Awesome
BLOOM 🌸 Inference in JAX
Structure
CPU Host: as defined in TPU manager
TPU Host: as defined in Host worker
ray
: distributes load from CPU host -> TPU hosts
Example usage: run.py
Setting Up a TPU-Manager
The TPU hosts are managed by a single TPU manager. This TPU manager takes the form of a single CPU device.
First, create a CPU VM in the same region as that of the TPU pod. This is important to enable the TPU manager to communicate with the TPU hosts. A suitable device config is as follows:
- Region & Zone: TO MATCH TPU ZONE
- Machine type: c2-standard-8
- CPU platform: Intel Cascade Lake
- Boot disk: 256GB balanced persistent disk
SSH into the CPU and set-up a Python environment with the same Python version as that of the TPUs. The default TPU Python version is 3.8.10. You should ensure the Python version of th CPU matches this.

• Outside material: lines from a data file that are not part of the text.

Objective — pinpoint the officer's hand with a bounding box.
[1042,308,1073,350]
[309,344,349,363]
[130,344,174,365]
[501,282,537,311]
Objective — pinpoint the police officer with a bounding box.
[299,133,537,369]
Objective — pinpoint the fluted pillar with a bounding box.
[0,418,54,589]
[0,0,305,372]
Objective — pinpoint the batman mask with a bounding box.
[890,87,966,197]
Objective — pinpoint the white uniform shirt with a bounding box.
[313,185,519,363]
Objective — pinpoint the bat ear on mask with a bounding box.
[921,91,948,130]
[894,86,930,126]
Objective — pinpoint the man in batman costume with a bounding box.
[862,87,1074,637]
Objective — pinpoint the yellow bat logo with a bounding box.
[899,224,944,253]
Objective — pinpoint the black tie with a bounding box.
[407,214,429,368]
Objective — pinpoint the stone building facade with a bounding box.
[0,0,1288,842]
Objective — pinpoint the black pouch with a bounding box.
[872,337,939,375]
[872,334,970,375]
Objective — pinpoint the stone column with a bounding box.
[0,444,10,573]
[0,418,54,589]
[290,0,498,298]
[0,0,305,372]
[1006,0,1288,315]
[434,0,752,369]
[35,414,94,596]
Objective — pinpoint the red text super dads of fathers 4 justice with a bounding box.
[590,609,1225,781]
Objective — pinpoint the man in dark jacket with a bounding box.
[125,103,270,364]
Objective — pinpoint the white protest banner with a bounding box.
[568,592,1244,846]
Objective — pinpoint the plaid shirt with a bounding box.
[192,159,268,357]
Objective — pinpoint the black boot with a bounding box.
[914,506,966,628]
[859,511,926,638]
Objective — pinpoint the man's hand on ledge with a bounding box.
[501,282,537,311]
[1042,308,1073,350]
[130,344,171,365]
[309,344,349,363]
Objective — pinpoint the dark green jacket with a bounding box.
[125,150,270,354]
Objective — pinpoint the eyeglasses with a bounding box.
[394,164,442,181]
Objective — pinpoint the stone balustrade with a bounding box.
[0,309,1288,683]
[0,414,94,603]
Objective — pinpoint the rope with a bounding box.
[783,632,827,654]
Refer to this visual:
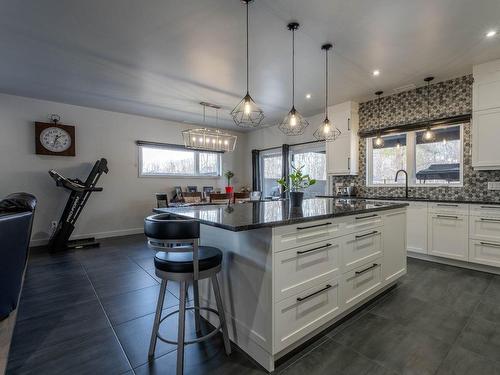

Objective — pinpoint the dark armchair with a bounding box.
[0,193,36,320]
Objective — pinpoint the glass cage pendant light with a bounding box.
[278,22,309,135]
[423,77,435,142]
[182,102,237,152]
[313,43,341,141]
[373,91,384,148]
[231,0,264,128]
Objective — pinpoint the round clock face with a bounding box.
[40,126,71,152]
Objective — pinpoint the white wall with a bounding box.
[0,94,251,245]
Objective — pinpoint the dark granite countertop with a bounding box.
[318,195,500,205]
[154,198,407,232]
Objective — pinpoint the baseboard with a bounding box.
[30,227,144,247]
[407,251,500,275]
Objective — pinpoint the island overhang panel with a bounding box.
[155,198,407,371]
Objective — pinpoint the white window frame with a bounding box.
[138,144,222,179]
[366,124,464,188]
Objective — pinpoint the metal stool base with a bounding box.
[156,306,222,345]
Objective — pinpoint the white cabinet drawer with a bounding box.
[274,279,341,353]
[469,240,500,267]
[470,204,500,217]
[342,259,382,309]
[273,218,346,252]
[347,213,382,232]
[274,240,341,301]
[429,202,469,215]
[428,214,469,260]
[469,216,500,241]
[342,229,382,272]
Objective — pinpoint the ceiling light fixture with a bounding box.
[231,0,264,128]
[182,102,237,152]
[373,91,384,148]
[314,43,341,141]
[423,77,435,142]
[278,22,309,135]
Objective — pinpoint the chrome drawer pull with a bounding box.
[479,217,500,223]
[297,243,332,255]
[355,214,378,220]
[479,241,500,247]
[354,230,378,239]
[354,263,378,275]
[297,284,332,302]
[297,222,332,230]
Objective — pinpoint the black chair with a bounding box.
[0,193,37,320]
[144,214,231,375]
[155,193,168,208]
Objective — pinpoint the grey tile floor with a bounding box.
[7,236,500,375]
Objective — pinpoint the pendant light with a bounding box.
[231,0,264,128]
[278,22,309,135]
[373,91,384,148]
[314,43,341,141]
[182,102,237,152]
[423,77,435,142]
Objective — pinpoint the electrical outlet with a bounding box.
[488,182,500,190]
[50,220,58,233]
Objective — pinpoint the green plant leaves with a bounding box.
[276,164,316,191]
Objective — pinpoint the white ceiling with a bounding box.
[0,0,500,127]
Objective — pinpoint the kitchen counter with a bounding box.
[317,195,500,205]
[154,198,409,372]
[154,198,405,232]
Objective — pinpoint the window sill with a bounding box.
[138,174,222,180]
[366,183,464,188]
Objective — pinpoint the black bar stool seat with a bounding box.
[144,214,231,375]
[155,246,222,273]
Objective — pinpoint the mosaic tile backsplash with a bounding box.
[332,75,500,203]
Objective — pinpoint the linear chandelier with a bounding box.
[182,102,237,152]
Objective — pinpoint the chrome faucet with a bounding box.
[394,169,408,198]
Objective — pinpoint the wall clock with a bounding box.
[35,115,75,156]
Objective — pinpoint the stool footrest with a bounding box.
[156,306,222,345]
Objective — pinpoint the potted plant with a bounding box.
[224,171,234,194]
[278,165,316,207]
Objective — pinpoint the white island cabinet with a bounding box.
[159,199,406,371]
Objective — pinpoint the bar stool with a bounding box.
[144,214,231,375]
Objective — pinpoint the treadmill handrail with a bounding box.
[49,169,102,192]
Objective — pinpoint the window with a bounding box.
[139,145,221,177]
[371,134,406,185]
[366,125,463,186]
[260,148,283,197]
[290,143,327,197]
[415,126,462,184]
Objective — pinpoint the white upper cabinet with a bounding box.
[472,60,500,111]
[326,102,359,176]
[472,60,500,170]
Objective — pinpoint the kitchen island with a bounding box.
[155,198,407,371]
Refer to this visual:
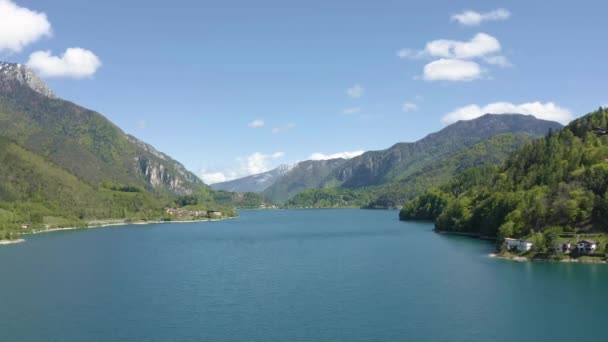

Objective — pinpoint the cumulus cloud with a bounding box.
[200,152,285,184]
[27,47,101,78]
[272,123,296,134]
[451,8,511,26]
[249,120,266,128]
[422,58,483,81]
[424,33,501,59]
[0,0,51,52]
[397,33,511,81]
[483,56,513,68]
[201,172,229,184]
[441,101,572,124]
[346,84,365,99]
[308,151,365,160]
[401,102,418,113]
[342,107,361,115]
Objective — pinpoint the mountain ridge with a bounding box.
[222,114,562,203]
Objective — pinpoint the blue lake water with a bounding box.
[0,210,608,342]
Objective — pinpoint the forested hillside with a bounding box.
[287,133,534,209]
[400,108,608,245]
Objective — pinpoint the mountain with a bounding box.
[256,114,562,206]
[322,114,561,188]
[365,133,540,208]
[0,62,238,239]
[262,158,346,203]
[210,164,293,193]
[0,137,163,235]
[0,63,207,195]
[400,108,608,246]
[286,133,538,209]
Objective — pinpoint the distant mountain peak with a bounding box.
[0,61,57,98]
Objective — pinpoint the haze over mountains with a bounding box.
[215,114,562,203]
[0,62,242,230]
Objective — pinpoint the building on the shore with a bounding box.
[576,240,599,254]
[207,210,222,218]
[555,242,572,254]
[505,238,533,252]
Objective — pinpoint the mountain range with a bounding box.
[0,62,254,235]
[400,108,608,244]
[217,114,562,206]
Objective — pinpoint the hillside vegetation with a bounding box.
[400,108,608,248]
[287,133,534,209]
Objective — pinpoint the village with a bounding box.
[164,208,223,221]
[501,234,607,262]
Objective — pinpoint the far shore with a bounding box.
[0,216,238,245]
[0,239,25,245]
[488,253,608,264]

python3.8 -m venv /path/to/venv
If the above does not work, run the following and then repeat:
sudo apt-get update
sudo apt-get install python3-venv
Activate Python env:
source /path/to/venv/bin/activate
Check Python version is 3.8.10:
python --version
Clone the repository and install requirements:
git clone https://github.com/huggingface/bloom-jax-inference.git
cd bloom-jax-inference
pip install -r requirements.txt
Authenticate gcloud
, which will require copy-and-pasting a command into a terminal window on a machine with a browser installed:
gcloud auth login
Now SSH into one of the workers. This will generate an SSH key:
gcloud alpha compute tpus tpu-vm ssh patrick-tpu-v3-32 --zone europe-west4-a --worker 0
Logout of the TPU worker:
logout
You should now be back in the CPU host.